Bubbles spraying lightly into the crowd initially provide ambiance for a crowd member who counts the band back in for the next song. Since lightly spraying bubbles at the wall is no fun, bubbles are cranked up and aimed into the center of the light mass of town folk. The majority of said bubbles are landing on a fairly large fellow you would not expect at show of this sort on a prime Magic: The Gathering card game night. Heads on loose necks are now joining the rest of their bodies, on most of the Borg clan. Even the those of southside-patented least affect are noticeably enjoying the show, although still lacking movement or affect.

Fun is contagious. This axiom proves true for Sleeping in the Aviary: a bright and motley clothed bunch who are barely mumbling one minute and screaming manically the next; a pretty sick musical ensemble (in the previous metaphorical way, which is far less sold out than in the old school snow boarder slang sense). You have to be entertaining if you get bored enough to think up a band name like Sleeping in the Aviary. I heard they might be playing in Mini-soda soon. Go see, they really don’t suck that bad.

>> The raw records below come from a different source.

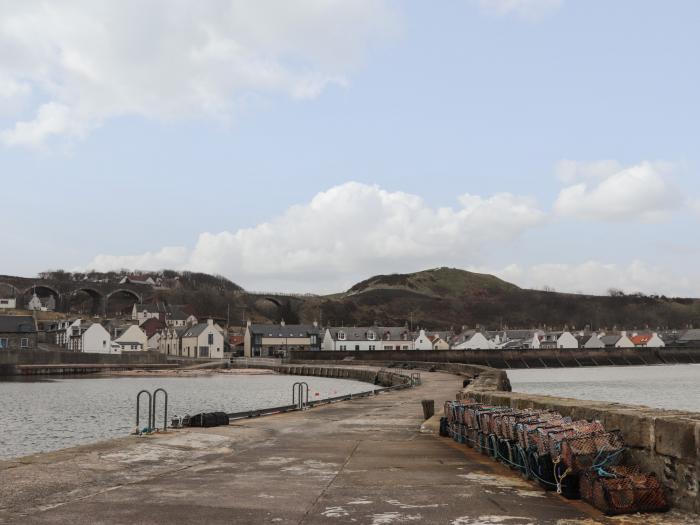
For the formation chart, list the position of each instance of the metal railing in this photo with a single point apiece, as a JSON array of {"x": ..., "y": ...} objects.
[
  {"x": 152, "y": 405},
  {"x": 245, "y": 362},
  {"x": 298, "y": 391}
]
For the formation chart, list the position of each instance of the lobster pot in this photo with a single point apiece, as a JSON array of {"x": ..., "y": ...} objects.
[
  {"x": 591, "y": 451},
  {"x": 472, "y": 437},
  {"x": 575, "y": 429},
  {"x": 623, "y": 490}
]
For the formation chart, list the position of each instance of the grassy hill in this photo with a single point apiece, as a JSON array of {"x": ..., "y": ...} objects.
[
  {"x": 437, "y": 298},
  {"x": 446, "y": 297},
  {"x": 440, "y": 282}
]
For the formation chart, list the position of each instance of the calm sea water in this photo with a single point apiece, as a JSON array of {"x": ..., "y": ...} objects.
[
  {"x": 671, "y": 387},
  {"x": 44, "y": 415}
]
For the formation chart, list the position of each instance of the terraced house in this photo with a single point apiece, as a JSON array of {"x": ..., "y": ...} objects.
[
  {"x": 17, "y": 332},
  {"x": 270, "y": 340},
  {"x": 367, "y": 338}
]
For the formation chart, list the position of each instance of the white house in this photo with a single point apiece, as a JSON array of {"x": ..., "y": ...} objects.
[
  {"x": 97, "y": 340},
  {"x": 558, "y": 340},
  {"x": 423, "y": 341},
  {"x": 153, "y": 342},
  {"x": 74, "y": 335},
  {"x": 367, "y": 338},
  {"x": 518, "y": 339},
  {"x": 8, "y": 303},
  {"x": 648, "y": 340},
  {"x": 589, "y": 341},
  {"x": 438, "y": 341},
  {"x": 170, "y": 341},
  {"x": 616, "y": 340},
  {"x": 361, "y": 338},
  {"x": 177, "y": 317},
  {"x": 132, "y": 339},
  {"x": 203, "y": 340},
  {"x": 472, "y": 340},
  {"x": 142, "y": 312}
]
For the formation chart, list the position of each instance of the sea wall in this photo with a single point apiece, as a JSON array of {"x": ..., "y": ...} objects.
[
  {"x": 13, "y": 361},
  {"x": 517, "y": 358},
  {"x": 666, "y": 442},
  {"x": 385, "y": 378}
]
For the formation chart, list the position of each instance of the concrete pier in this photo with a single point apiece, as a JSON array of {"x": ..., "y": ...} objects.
[{"x": 362, "y": 461}]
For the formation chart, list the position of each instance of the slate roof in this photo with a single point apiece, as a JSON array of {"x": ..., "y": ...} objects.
[
  {"x": 689, "y": 336},
  {"x": 641, "y": 339},
  {"x": 583, "y": 339},
  {"x": 151, "y": 307},
  {"x": 17, "y": 324},
  {"x": 611, "y": 339},
  {"x": 287, "y": 330},
  {"x": 356, "y": 333}
]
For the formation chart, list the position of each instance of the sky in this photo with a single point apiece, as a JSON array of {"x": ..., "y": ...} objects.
[{"x": 304, "y": 145}]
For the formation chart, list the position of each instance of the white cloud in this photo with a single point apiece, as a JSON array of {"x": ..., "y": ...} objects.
[
  {"x": 608, "y": 191},
  {"x": 347, "y": 233},
  {"x": 570, "y": 171},
  {"x": 529, "y": 9},
  {"x": 85, "y": 62},
  {"x": 595, "y": 277}
]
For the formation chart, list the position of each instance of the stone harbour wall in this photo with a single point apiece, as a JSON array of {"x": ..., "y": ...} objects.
[{"x": 666, "y": 442}]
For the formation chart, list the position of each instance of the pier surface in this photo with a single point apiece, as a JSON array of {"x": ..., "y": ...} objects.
[{"x": 364, "y": 462}]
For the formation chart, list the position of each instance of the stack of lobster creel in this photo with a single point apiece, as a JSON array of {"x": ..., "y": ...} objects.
[{"x": 578, "y": 459}]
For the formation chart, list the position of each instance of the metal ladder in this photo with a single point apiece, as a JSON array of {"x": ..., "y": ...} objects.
[
  {"x": 298, "y": 392},
  {"x": 152, "y": 405}
]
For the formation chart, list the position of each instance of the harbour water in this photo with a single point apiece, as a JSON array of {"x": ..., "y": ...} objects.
[
  {"x": 50, "y": 414},
  {"x": 665, "y": 386}
]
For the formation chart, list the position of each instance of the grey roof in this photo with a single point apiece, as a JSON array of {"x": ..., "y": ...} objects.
[
  {"x": 356, "y": 333},
  {"x": 17, "y": 324},
  {"x": 287, "y": 330},
  {"x": 364, "y": 333},
  {"x": 610, "y": 339},
  {"x": 690, "y": 335},
  {"x": 195, "y": 330},
  {"x": 177, "y": 314},
  {"x": 519, "y": 334}
]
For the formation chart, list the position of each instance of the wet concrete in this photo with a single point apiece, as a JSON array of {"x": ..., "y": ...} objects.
[{"x": 363, "y": 461}]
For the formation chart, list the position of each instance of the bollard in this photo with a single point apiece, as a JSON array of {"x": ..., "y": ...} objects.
[{"x": 428, "y": 408}]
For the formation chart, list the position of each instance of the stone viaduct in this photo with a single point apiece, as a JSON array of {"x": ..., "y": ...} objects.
[{"x": 64, "y": 292}]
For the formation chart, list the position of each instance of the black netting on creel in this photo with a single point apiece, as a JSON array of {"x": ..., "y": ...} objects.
[{"x": 575, "y": 458}]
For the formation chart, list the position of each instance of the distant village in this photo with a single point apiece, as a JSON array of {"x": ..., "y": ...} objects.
[{"x": 175, "y": 331}]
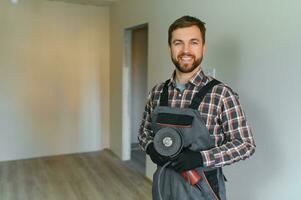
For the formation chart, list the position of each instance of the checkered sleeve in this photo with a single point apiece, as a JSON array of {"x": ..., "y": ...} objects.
[
  {"x": 145, "y": 130},
  {"x": 238, "y": 140}
]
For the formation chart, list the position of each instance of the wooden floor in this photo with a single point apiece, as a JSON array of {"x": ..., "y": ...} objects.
[
  {"x": 138, "y": 159},
  {"x": 90, "y": 176}
]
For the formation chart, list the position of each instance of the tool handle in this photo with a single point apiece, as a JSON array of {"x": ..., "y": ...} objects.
[{"x": 191, "y": 176}]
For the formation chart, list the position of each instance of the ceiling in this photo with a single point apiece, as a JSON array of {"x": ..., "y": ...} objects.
[{"x": 90, "y": 2}]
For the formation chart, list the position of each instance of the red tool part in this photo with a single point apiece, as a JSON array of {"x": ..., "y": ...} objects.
[{"x": 191, "y": 176}]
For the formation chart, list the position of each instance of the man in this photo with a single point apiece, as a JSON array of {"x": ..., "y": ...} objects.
[{"x": 216, "y": 128}]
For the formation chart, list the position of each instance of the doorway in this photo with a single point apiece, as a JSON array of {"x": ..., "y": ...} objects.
[{"x": 134, "y": 93}]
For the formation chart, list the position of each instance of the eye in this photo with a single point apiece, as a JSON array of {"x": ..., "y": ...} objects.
[
  {"x": 195, "y": 42},
  {"x": 177, "y": 43}
]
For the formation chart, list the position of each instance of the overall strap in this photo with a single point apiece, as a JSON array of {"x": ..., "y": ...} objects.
[
  {"x": 198, "y": 97},
  {"x": 164, "y": 94}
]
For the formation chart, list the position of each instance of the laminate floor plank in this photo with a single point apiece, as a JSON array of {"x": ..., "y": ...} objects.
[{"x": 88, "y": 176}]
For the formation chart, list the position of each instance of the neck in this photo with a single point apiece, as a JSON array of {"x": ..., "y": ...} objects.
[{"x": 183, "y": 78}]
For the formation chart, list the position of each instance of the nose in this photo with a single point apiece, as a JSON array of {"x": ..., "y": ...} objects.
[{"x": 186, "y": 48}]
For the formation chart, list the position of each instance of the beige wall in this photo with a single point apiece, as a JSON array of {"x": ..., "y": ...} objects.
[
  {"x": 54, "y": 78},
  {"x": 254, "y": 47}
]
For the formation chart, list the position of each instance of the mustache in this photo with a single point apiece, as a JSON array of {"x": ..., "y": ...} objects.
[{"x": 185, "y": 54}]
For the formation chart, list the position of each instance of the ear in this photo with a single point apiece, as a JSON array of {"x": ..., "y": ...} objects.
[
  {"x": 169, "y": 50},
  {"x": 204, "y": 49}
]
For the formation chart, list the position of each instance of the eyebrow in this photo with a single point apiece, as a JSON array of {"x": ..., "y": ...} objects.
[{"x": 193, "y": 39}]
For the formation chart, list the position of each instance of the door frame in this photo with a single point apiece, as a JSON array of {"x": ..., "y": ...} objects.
[{"x": 126, "y": 90}]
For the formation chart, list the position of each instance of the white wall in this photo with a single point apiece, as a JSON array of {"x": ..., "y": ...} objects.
[
  {"x": 255, "y": 47},
  {"x": 54, "y": 76},
  {"x": 138, "y": 79}
]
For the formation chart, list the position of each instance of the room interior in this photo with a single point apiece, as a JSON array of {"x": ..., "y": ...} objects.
[{"x": 64, "y": 81}]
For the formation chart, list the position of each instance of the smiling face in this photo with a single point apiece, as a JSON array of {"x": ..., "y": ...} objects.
[{"x": 187, "y": 48}]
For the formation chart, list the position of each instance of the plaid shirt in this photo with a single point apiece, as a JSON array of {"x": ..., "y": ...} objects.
[{"x": 221, "y": 112}]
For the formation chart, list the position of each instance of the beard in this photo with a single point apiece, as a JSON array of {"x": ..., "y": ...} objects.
[{"x": 186, "y": 68}]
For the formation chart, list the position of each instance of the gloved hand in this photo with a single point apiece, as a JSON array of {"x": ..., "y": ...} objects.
[
  {"x": 187, "y": 160},
  {"x": 155, "y": 156}
]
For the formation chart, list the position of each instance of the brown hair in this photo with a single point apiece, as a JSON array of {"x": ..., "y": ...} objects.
[{"x": 186, "y": 21}]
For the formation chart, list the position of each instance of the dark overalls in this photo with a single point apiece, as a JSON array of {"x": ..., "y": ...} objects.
[{"x": 196, "y": 135}]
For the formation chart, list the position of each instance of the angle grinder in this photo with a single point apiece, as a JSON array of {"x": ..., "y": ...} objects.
[{"x": 169, "y": 142}]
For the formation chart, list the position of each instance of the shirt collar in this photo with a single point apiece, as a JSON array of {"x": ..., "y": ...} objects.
[{"x": 198, "y": 79}]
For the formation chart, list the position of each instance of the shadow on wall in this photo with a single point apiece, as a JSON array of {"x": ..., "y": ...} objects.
[
  {"x": 226, "y": 59},
  {"x": 250, "y": 178}
]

Funk, e’Lectrick Warbabyz do it, to it

The dedicated month to recognize Black History brought forth a small gathering of culturally inclined and community oriented minds to enjoy one of the greatest musical genres invented in America, funk music. An underrated space in an underrated neighborhood, King Commons II in Harambee, played host to the e’Lectrick Warbabyz‘ Friday night performance. A squad of musicians stationed on bass, rhythm, guitar, drums, conga drums, and lead guitar lent support to a vocalist and vocal backup, who together tore a whole in the cheap musical fabric that dominates contemporary rhythm and blues.

photo by Angela Smith

Evoking the theatrics and character-making of the founding era of funk music, in full agbada, the lead vocal urged the crowd to “Do what you do” behind infectious guitar riffs and bass scales. Kick drums smashed sound waves “on-the-one” emphasizing the warning made in their chorus that the e’Lectrick Warbabyz will “Take you to the Darkside”. Customarily, the band members broke into solos, highlighted by a hundred hand slaps on a set of six congas and a searing guitar solo.

photo by Angela Smith

Adjacent to the better known Riverwest and Brewer’s Hill neighborhoods, the Harambee neighborhood has a long history as home base to Black arts and community building in Milwaukee. Known as Bronzeville in the 1950’s, 3rd street was a thoroughfare to thriving Black business. During the 1960’s Bronzeville lost viability from redlining, “block-busting” and the construction of I-43, culminating with crime and blight in the 1980’s and 90’s. In spite of the adversity, some of Milwaukee’s richest cultural outlets such as America’s Black Holocaust Museum and the Milwaukee Inner City Art Council remained as pillars of the neighborhood through the down period.

photo by Angela Smith

Harambee’s backbone today is still Martin Luther King Drive (3rd Street). Hard-knocks could not completely extinguish the embers of soul that warm the Black arts community here. A testament to those who refused to abandon MLK Drive north of North Avenue, the e’Lectrick Warbabyz performance commemorated the neighborhood’s legacy and gave a preview of what Harambee has to offer in the present day.

Although a throwback to a bygone era, funk represents the bridge from Motown to the South Bronx and therefore the genre will always have relevance to music. Worthy of bookings and boogie-ing crowds, the e’Lectrick Warbabyz incarnation of that “Fiii-ire” could fill a terrible void in the Milwaukee live music scene.